And lay not upon us innocent blood - innocent as to them, although, as to this thing, guilty before God, and yet, as to God also, more innocent, they would think, than they. For, strange as this was, one disobedience, their whole life, they now knew, was disobedience to God; His life was but one act in a life of obedience. If God so punishes one sin of the holy 1 Peter 4:18, “where shall the ungodly and sinner appear?” Terrible to the awakened conscience are God’s chastenings on some (as it seems) single offence of those whom He loves.

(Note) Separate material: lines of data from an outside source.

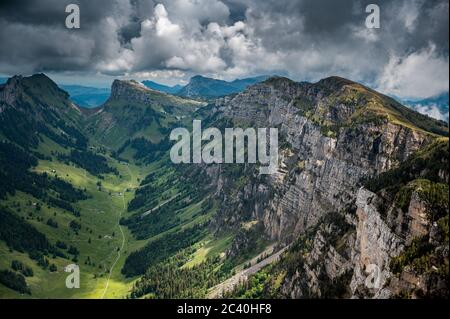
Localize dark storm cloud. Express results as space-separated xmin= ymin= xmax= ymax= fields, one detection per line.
xmin=0 ymin=0 xmax=449 ymax=96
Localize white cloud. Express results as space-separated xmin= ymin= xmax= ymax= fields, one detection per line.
xmin=378 ymin=44 xmax=449 ymax=98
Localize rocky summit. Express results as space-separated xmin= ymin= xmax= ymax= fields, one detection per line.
xmin=0 ymin=74 xmax=449 ymax=298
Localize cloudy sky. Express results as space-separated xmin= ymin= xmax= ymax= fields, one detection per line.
xmin=0 ymin=0 xmax=449 ymax=99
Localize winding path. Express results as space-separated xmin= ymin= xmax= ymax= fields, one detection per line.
xmin=101 ymin=166 xmax=133 ymax=299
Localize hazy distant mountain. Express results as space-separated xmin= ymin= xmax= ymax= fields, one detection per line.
xmin=178 ymin=75 xmax=268 ymax=98
xmin=142 ymin=80 xmax=183 ymax=94
xmin=0 ymin=74 xmax=449 ymax=298
xmin=60 ymin=85 xmax=111 ymax=108
xmin=402 ymin=92 xmax=448 ymax=123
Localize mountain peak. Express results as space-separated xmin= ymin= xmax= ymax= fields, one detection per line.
xmin=0 ymin=73 xmax=68 ymax=105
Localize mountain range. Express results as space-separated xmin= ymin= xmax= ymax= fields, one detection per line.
xmin=0 ymin=74 xmax=449 ymax=298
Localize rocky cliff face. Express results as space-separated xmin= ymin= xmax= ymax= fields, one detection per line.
xmin=206 ymin=78 xmax=448 ymax=298
xmin=207 ymin=79 xmax=431 ymax=241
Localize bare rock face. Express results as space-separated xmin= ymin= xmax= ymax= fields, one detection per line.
xmin=0 ymin=76 xmax=23 ymax=109
xmin=350 ymin=188 xmax=404 ymax=297
xmin=206 ymin=78 xmax=448 ymax=298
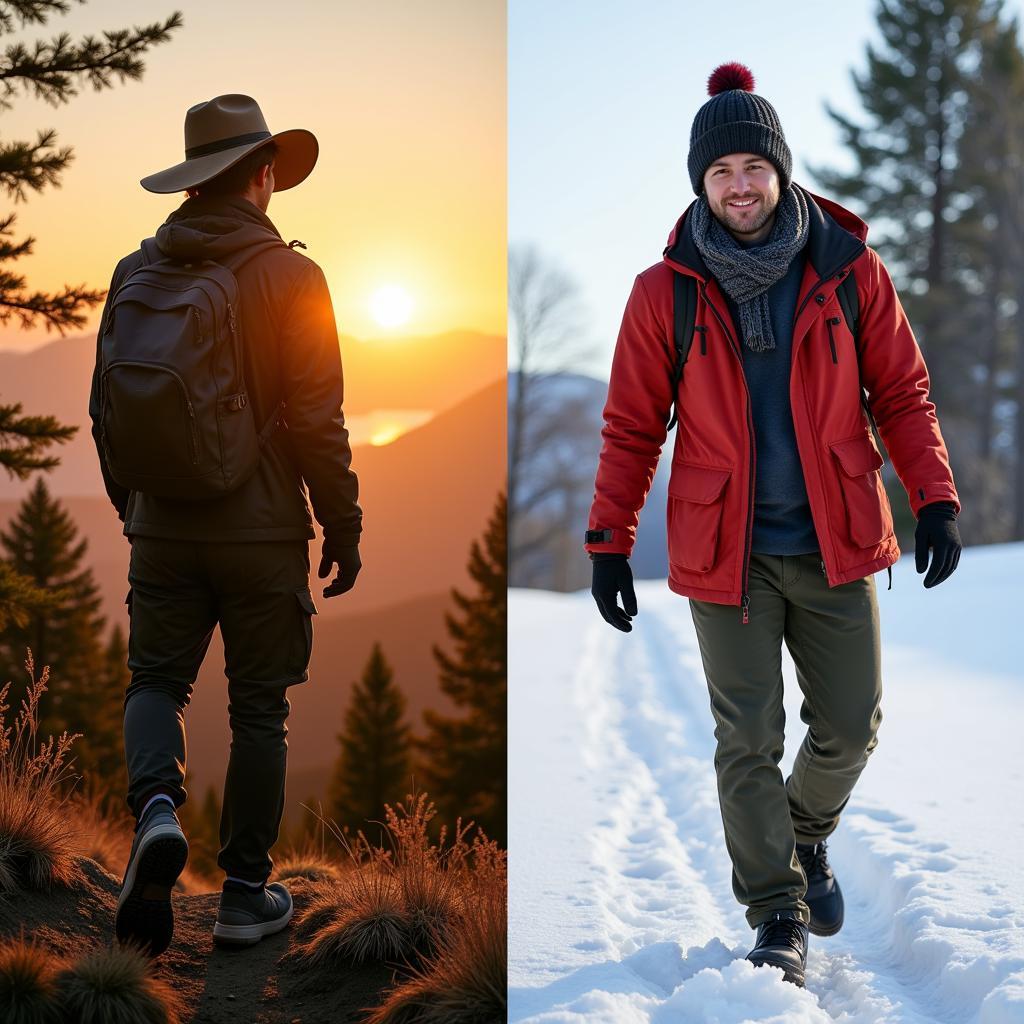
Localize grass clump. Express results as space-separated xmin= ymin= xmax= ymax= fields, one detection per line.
xmin=0 ymin=650 xmax=81 ymax=894
xmin=295 ymin=795 xmax=508 ymax=1024
xmin=56 ymin=946 xmax=182 ymax=1024
xmin=273 ymin=847 xmax=341 ymax=883
xmin=367 ymin=836 xmax=508 ymax=1024
xmin=0 ymin=937 xmax=63 ymax=1024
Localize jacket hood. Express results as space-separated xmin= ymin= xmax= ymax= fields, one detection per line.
xmin=156 ymin=196 xmax=284 ymax=262
xmin=663 ymin=182 xmax=867 ymax=280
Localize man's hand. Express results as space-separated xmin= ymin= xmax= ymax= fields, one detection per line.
xmin=316 ymin=537 xmax=362 ymax=597
xmin=913 ymin=502 xmax=962 ymax=587
xmin=590 ymin=554 xmax=637 ymax=633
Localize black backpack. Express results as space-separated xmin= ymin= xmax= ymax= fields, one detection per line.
xmin=667 ymin=270 xmax=879 ymax=433
xmin=100 ymin=239 xmax=285 ymax=501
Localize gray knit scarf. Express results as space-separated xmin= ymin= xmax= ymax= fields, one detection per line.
xmin=692 ymin=184 xmax=808 ymax=352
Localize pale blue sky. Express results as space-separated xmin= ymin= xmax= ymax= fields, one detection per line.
xmin=508 ymin=0 xmax=1024 ymax=377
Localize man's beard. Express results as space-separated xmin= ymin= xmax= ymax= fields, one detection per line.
xmin=712 ymin=193 xmax=778 ymax=234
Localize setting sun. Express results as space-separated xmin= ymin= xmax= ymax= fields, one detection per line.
xmin=370 ymin=285 xmax=413 ymax=327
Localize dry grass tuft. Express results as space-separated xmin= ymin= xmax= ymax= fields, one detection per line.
xmin=0 ymin=937 xmax=63 ymax=1024
xmin=300 ymin=867 xmax=410 ymax=967
xmin=294 ymin=795 xmax=507 ymax=1007
xmin=57 ymin=946 xmax=183 ymax=1024
xmin=65 ymin=793 xmax=135 ymax=878
xmin=272 ymin=847 xmax=341 ymax=882
xmin=0 ymin=650 xmax=80 ymax=894
xmin=367 ymin=837 xmax=508 ymax=1024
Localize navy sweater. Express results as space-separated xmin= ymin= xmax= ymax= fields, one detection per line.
xmin=726 ymin=253 xmax=818 ymax=555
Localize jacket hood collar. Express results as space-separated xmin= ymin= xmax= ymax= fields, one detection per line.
xmin=156 ymin=196 xmax=283 ymax=262
xmin=663 ymin=183 xmax=867 ymax=281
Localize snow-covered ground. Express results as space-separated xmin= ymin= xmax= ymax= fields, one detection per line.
xmin=509 ymin=545 xmax=1024 ymax=1024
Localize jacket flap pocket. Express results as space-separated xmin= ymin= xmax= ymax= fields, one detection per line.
xmin=295 ymin=587 xmax=316 ymax=615
xmin=828 ymin=434 xmax=884 ymax=476
xmin=669 ymin=460 xmax=732 ymax=505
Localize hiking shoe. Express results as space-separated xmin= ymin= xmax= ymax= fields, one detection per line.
xmin=213 ymin=882 xmax=295 ymax=946
xmin=746 ymin=910 xmax=807 ymax=988
xmin=797 ymin=840 xmax=843 ymax=935
xmin=114 ymin=800 xmax=188 ymax=956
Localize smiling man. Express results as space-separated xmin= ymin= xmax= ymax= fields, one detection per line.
xmin=586 ymin=65 xmax=961 ymax=985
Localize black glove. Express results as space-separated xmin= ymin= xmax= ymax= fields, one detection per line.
xmin=590 ymin=554 xmax=637 ymax=633
xmin=913 ymin=502 xmax=963 ymax=587
xmin=316 ymin=537 xmax=362 ymax=597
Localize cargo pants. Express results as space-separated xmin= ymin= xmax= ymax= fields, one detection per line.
xmin=690 ymin=552 xmax=882 ymax=928
xmin=124 ymin=536 xmax=316 ymax=883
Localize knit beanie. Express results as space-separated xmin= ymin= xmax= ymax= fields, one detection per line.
xmin=686 ymin=63 xmax=793 ymax=196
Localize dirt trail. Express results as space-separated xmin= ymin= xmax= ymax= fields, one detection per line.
xmin=0 ymin=859 xmax=392 ymax=1024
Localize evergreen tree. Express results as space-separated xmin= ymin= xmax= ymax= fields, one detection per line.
xmin=0 ymin=404 xmax=78 ymax=630
xmin=0 ymin=0 xmax=181 ymax=334
xmin=75 ymin=624 xmax=131 ymax=808
xmin=812 ymin=0 xmax=1001 ymax=415
xmin=952 ymin=12 xmax=1024 ymax=543
xmin=0 ymin=477 xmax=106 ymax=736
xmin=419 ymin=495 xmax=508 ymax=844
xmin=328 ymin=643 xmax=411 ymax=843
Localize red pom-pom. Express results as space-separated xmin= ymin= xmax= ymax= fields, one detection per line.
xmin=708 ymin=60 xmax=754 ymax=96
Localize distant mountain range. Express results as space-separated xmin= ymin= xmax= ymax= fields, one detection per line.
xmin=508 ymin=373 xmax=675 ymax=580
xmin=0 ymin=334 xmax=506 ymax=815
xmin=0 ymin=331 xmax=506 ymax=499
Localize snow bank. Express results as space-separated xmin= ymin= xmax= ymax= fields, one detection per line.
xmin=509 ymin=545 xmax=1024 ymax=1024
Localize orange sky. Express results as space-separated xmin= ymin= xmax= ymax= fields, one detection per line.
xmin=0 ymin=0 xmax=506 ymax=348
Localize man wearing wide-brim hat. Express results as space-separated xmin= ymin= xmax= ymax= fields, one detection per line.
xmin=89 ymin=94 xmax=361 ymax=953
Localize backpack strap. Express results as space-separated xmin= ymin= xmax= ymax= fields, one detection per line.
xmin=666 ymin=270 xmax=697 ymax=431
xmin=836 ymin=268 xmax=879 ymax=446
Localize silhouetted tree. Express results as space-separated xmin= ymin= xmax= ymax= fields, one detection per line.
xmin=418 ymin=494 xmax=508 ymax=844
xmin=0 ymin=0 xmax=181 ymax=334
xmin=0 ymin=477 xmax=109 ymax=743
xmin=327 ymin=643 xmax=411 ymax=843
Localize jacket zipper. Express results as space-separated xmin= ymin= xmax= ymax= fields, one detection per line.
xmin=825 ymin=316 xmax=841 ymax=364
xmin=700 ymin=282 xmax=757 ymax=626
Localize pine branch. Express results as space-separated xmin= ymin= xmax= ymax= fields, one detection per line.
xmin=0 ymin=0 xmax=76 ymax=32
xmin=0 ymin=402 xmax=78 ymax=480
xmin=0 ymin=270 xmax=106 ymax=337
xmin=0 ymin=11 xmax=182 ymax=109
xmin=0 ymin=126 xmax=74 ymax=198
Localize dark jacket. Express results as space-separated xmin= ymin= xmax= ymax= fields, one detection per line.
xmin=586 ymin=184 xmax=959 ymax=604
xmin=89 ymin=192 xmax=361 ymax=545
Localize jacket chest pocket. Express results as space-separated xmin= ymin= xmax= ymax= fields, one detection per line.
xmin=828 ymin=433 xmax=893 ymax=548
xmin=668 ymin=460 xmax=732 ymax=572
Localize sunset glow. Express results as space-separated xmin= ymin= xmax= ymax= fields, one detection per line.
xmin=370 ymin=285 xmax=413 ymax=327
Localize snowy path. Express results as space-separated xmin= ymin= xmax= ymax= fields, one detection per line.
xmin=509 ymin=547 xmax=1024 ymax=1024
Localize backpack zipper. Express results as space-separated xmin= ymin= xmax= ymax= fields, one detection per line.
xmin=700 ymin=282 xmax=757 ymax=626
xmin=100 ymin=359 xmax=199 ymax=466
xmin=825 ymin=316 xmax=842 ymax=364
xmin=693 ymin=324 xmax=708 ymax=355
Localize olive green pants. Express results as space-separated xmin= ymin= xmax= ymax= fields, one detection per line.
xmin=690 ymin=552 xmax=882 ymax=928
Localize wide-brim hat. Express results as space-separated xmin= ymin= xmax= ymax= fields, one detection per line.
xmin=139 ymin=93 xmax=319 ymax=194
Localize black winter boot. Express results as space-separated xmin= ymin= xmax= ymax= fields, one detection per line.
xmin=746 ymin=910 xmax=807 ymax=988
xmin=797 ymin=840 xmax=843 ymax=935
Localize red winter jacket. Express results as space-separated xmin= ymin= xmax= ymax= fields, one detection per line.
xmin=586 ymin=185 xmax=959 ymax=609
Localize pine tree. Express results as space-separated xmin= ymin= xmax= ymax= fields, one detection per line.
xmin=0 ymin=477 xmax=105 ymax=736
xmin=75 ymin=624 xmax=131 ymax=807
xmin=812 ymin=0 xmax=1001 ymax=415
xmin=0 ymin=403 xmax=78 ymax=630
xmin=0 ymin=0 xmax=181 ymax=334
xmin=328 ymin=643 xmax=411 ymax=842
xmin=419 ymin=495 xmax=508 ymax=844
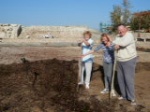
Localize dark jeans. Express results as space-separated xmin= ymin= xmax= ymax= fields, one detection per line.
xmin=118 ymin=58 xmax=137 ymax=100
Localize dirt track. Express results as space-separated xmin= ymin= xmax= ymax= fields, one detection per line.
xmin=0 ymin=48 xmax=150 ymax=112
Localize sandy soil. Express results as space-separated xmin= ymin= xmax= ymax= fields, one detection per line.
xmin=0 ymin=47 xmax=150 ymax=112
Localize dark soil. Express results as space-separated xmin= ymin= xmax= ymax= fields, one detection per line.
xmin=0 ymin=59 xmax=150 ymax=112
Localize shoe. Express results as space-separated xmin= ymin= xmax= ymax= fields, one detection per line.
xmin=78 ymin=82 xmax=84 ymax=85
xmin=85 ymin=85 xmax=90 ymax=89
xmin=101 ymin=88 xmax=109 ymax=94
xmin=118 ymin=96 xmax=125 ymax=100
xmin=131 ymin=100 xmax=137 ymax=106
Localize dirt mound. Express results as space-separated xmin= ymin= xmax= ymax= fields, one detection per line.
xmin=0 ymin=59 xmax=149 ymax=112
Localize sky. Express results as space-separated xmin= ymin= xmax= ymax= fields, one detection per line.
xmin=0 ymin=0 xmax=150 ymax=29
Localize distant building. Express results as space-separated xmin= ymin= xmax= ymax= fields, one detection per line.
xmin=133 ymin=10 xmax=150 ymax=32
xmin=100 ymin=23 xmax=112 ymax=33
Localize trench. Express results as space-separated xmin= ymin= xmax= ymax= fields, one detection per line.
xmin=0 ymin=58 xmax=149 ymax=112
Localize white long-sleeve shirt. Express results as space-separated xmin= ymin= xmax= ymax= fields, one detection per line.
xmin=113 ymin=32 xmax=137 ymax=62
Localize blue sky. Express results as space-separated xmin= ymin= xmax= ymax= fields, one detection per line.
xmin=0 ymin=0 xmax=150 ymax=29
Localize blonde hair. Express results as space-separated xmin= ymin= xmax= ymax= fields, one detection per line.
xmin=100 ymin=33 xmax=111 ymax=42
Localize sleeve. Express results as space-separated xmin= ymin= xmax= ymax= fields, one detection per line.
xmin=94 ymin=44 xmax=103 ymax=52
xmin=113 ymin=34 xmax=133 ymax=47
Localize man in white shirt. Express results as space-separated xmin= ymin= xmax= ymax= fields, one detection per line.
xmin=113 ymin=25 xmax=137 ymax=105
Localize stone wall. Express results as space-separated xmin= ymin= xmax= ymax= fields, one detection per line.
xmin=19 ymin=26 xmax=100 ymax=38
xmin=0 ymin=24 xmax=22 ymax=38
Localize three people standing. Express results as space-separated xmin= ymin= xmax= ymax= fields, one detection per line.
xmin=79 ymin=25 xmax=137 ymax=105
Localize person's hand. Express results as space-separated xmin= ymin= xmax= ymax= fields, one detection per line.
xmin=115 ymin=45 xmax=120 ymax=50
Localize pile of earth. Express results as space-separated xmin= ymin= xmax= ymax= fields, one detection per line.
xmin=0 ymin=59 xmax=149 ymax=112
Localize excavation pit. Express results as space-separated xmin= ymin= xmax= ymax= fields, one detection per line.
xmin=0 ymin=58 xmax=150 ymax=112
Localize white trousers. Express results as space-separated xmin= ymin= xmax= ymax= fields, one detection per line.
xmin=81 ymin=62 xmax=93 ymax=85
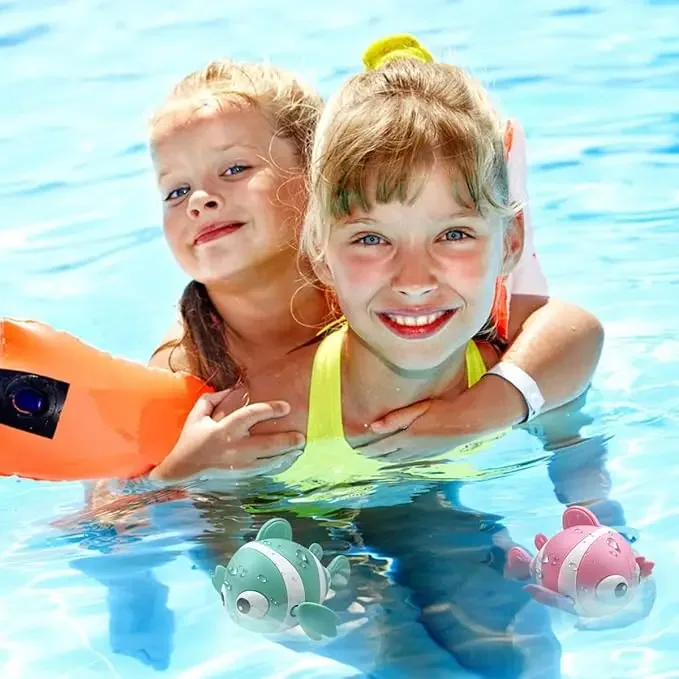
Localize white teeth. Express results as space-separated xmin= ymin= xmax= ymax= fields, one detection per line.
xmin=387 ymin=311 xmax=446 ymax=326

For Thou, Lord, (Who knowest the hearts of all men,) hast done, as it pleased Thee - Wonderful, concise, confession of faith in these new converts! Psalmists said it, Psalms 135:6; Psalms 115:3. “Whatsoever God willeth, that doeth He in heaven and in earth, in the sea and in all deep places.” But these had but just known God, and they resolve the whole mystery of man’s agency and God’s Providence into the three simple words , as (Thou) “willedst” (Thou) “didst.” “That we took him aboard, that the storm ariseth, that the winds rage, that the billows lift themselves, that the fugitive is betrayed by the lot, that he points out what is to be done, it is of Thy will, O Lord” . “The tempest itself speaketh, that ‘Thou, Lord, hast done as Thou willedst.’ Thy will is fulfilled by our hands.” “Observe the counsel of God, that, of his own will, not by violence or by necessity, should he be cast into the sea. For the casting of Jonah into the sea signified the entrance of Christ into the bitterness of the Passion, which He took upon Himself of His own will, not of necessity. Isaiah 53:7. “He was offered up, and He willingly submitted Himself.” And as those who sailed with Jonah were delivered, so the faithful in the Passion of Christ. John 18:8-9. “If ye seek Me, let these go their way, that the saying might be fulfilled which” Jesus spake, ‘Of them which Thou gavest Me, I have lost none. ‘“

Jonah 1:14

14 Wherefore they cried unto the LORD, and said, We beseech thee, O LORD, we beseech thee, let us not perish for this man's life, and lay not upon us innocent blood: for thou, O LORD, hast done as it pleased thee.